IAALS’ 2023 Rebuilding Justice Award Dinner: A Night of Inspiration
Last Thursday, IAALS gathered with partners and friends for our 15th Annual Rebuilding Justice Award Dinner, celebrating the year’s awardees and recognizing our collective efforts to build a justice system that is accessible, constantly innovating, and puts people from all walks of life at its center.
“When I joined IAALS in 2012, I knew I was entering an organization that was critical to solving the toughest problems in the American legal system,” said Brittany Kauffman, IAALS CEO. “Over time, I have come to understand much more about the full scope of those problems, as well as the urgency with which they need to be addressed.” While marking IAALS’ key successes to improve access to justice across our legal system and profession, Kauffman also recognized our founders’ vision in making everything possible. In a special tribute video, IAALS honored co-founder John Moye, who passed away last year but whose legacy and vision live on through our work. “John’s presence is in everything we do at IAALS, down to the building we walk into every day,” said Kauffman. “John, and all of IAALS’ founders, are inspirations.”
IAALS presented the 2023 Rebuilding Justice Award to former Michigan Supreme Court Chief Justice Bridget Mary McCormack, in recognition of her leadership, innovation, and role as an agent for systemic reform. In her remarks to the packed room, McCormack addressed what, exactly, has been standing in the way of meaningful change in our system, including the legal profession’s culture and leadership. Chief justices, though, could have a powerful voice should they choose to use it.
“What’s at stake is not just the high number of our neighbors who are struggling with civil legal problems but can’t solve them. It’s the rule of law itself. The rule of law is only a set of ideas, and the set of ideas is only as good as the public’s confidence in it.
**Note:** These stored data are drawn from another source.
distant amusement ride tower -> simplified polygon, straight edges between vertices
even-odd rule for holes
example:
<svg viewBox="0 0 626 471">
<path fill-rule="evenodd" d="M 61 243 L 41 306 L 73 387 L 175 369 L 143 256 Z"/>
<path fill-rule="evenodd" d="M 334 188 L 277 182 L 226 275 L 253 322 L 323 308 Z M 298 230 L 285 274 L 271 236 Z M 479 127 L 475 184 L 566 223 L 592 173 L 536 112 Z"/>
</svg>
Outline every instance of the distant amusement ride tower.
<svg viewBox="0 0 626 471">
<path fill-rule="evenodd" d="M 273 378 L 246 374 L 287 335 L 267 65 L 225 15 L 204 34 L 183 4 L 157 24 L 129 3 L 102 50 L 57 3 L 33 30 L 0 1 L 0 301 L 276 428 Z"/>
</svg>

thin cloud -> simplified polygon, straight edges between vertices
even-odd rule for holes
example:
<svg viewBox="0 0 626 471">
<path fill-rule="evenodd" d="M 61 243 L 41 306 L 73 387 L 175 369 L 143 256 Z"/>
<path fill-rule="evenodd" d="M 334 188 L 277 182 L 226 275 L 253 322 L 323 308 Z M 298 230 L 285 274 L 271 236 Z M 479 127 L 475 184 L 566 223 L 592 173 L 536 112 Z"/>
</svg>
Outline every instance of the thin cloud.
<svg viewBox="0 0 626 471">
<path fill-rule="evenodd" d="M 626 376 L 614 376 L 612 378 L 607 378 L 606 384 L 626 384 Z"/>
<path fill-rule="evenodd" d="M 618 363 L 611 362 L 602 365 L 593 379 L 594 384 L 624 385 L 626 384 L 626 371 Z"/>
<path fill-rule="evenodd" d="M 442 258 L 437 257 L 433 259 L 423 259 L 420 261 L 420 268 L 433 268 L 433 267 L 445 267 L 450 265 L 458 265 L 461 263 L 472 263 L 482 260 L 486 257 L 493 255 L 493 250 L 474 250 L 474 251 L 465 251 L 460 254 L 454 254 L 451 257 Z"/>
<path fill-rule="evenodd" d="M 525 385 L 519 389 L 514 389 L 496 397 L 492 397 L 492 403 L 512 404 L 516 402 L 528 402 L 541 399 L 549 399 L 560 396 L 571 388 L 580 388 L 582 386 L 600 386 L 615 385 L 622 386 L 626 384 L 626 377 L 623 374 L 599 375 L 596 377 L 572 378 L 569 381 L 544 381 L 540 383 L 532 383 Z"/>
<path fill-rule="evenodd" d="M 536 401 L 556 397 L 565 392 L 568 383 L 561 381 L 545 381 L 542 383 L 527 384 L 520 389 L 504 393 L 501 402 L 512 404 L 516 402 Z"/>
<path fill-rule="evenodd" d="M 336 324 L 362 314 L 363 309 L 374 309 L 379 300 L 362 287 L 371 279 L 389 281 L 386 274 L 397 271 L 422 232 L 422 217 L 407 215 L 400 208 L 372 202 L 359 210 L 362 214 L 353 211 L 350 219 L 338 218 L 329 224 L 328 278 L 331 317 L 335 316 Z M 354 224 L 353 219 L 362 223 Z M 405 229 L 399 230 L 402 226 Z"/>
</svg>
If people believe those ideas don’t account for them, they’re not going to continue to think those ideas matter.”
She invited the audience to imagine what could be built if we let go of old ways of doing things, such as new pathways into the legal profession with holistic skills taught along the way, different ways to measure competence and license legal service providers, innovative business models that aligned the needs of lawyers and clients, and dispute resolution methods that centered people, not judges.
IAALS also presented Ariadna M. Godreau-Aubert, who Jim Sandman described as “not only a creative thinker, but an architect, builder, implementer, and doer,” with the Alli Gerkman Legal Visionary Award.
Godreau-Aubert spoke about her journey to founding Ayuda Legal Puerto Rico after seeing and experiencing firsthand how the “law violently crashes against people based on gender, based on class, based on race, based on the position where you are at a particular moment in your life.”
“If I wanted to say anything tonight, I wanted to say that I love to build things. I love to build things out of indignation, out of being tired, out of ‘just because,’ but also out of hope and love. I think that indignation—the realization that the system is broken—is able to get us to move, but will never be enough for us to sustain strategies that transform. And I think that has a lot to do with love and with hope and with possibility—and with the realization that things are still possible.”
“We are at a tipping point, the likes of which our justice system has never seen—and the momentum that we have gained must be maintained,” Kauffman said in her closing remarks. “IAALS is poised to do just that.” Thank you to everyone who joined us for an inspiring evening. We will carry the momentum from this night forward as we continue to build a better civil justice system for all.